5

I'm trying to make sense of the blocking construct. While it's not entirely clear how it internally works, the general idea I got was that as long as I used Scala's global thread-pool, wrapping my code with a blocking context would make sure the thread-pool would create extra space for this job (as it's not CPU bound).

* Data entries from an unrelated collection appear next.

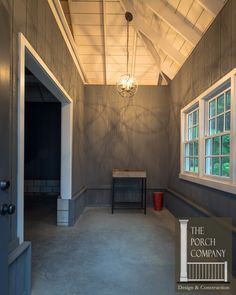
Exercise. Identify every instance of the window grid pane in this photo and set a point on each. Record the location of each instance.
(191, 144)
(217, 147)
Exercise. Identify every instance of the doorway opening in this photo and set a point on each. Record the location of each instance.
(31, 66)
(42, 152)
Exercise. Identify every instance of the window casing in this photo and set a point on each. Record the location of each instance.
(217, 139)
(208, 141)
(191, 143)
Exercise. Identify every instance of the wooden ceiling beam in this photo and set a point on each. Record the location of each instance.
(141, 25)
(175, 21)
(212, 6)
(105, 39)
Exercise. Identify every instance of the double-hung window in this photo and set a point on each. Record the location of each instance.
(217, 140)
(208, 136)
(191, 143)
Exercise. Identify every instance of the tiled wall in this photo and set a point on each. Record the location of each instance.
(42, 186)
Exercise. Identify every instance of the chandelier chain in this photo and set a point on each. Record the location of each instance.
(127, 65)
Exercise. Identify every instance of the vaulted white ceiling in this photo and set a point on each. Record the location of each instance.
(162, 35)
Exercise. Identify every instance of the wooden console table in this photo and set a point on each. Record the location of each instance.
(118, 175)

  (1 to 1000).foreach { i =>
    Future {
      println(i)
      Thread.sleep(100 * 1000)
    }
  }

will quickly show that only 8 jobs can simultaneously run, while

  (1 to 1000).foreach { i =>
    Future {
        blocking {
            println(i)
            Thread.sleep(100 * 1000)
        }
    }
  }

will show that now we have around 250 simultaneous jobs. Wow! What then caught me off-guard was that

  (1 to 1000).foreach { i =>
    Future {
      println(i)
      Thread.sleep(100 * 1000)
    }
  }

  ('a' to 'z').foreach { c =>
    Future {
        blocking {
            println(c)
            Thread.sleep(100 * 1000)
        }
    }
  }

will again only show 8 simultaneous jobs -- the blocking jobs won't get executed right away.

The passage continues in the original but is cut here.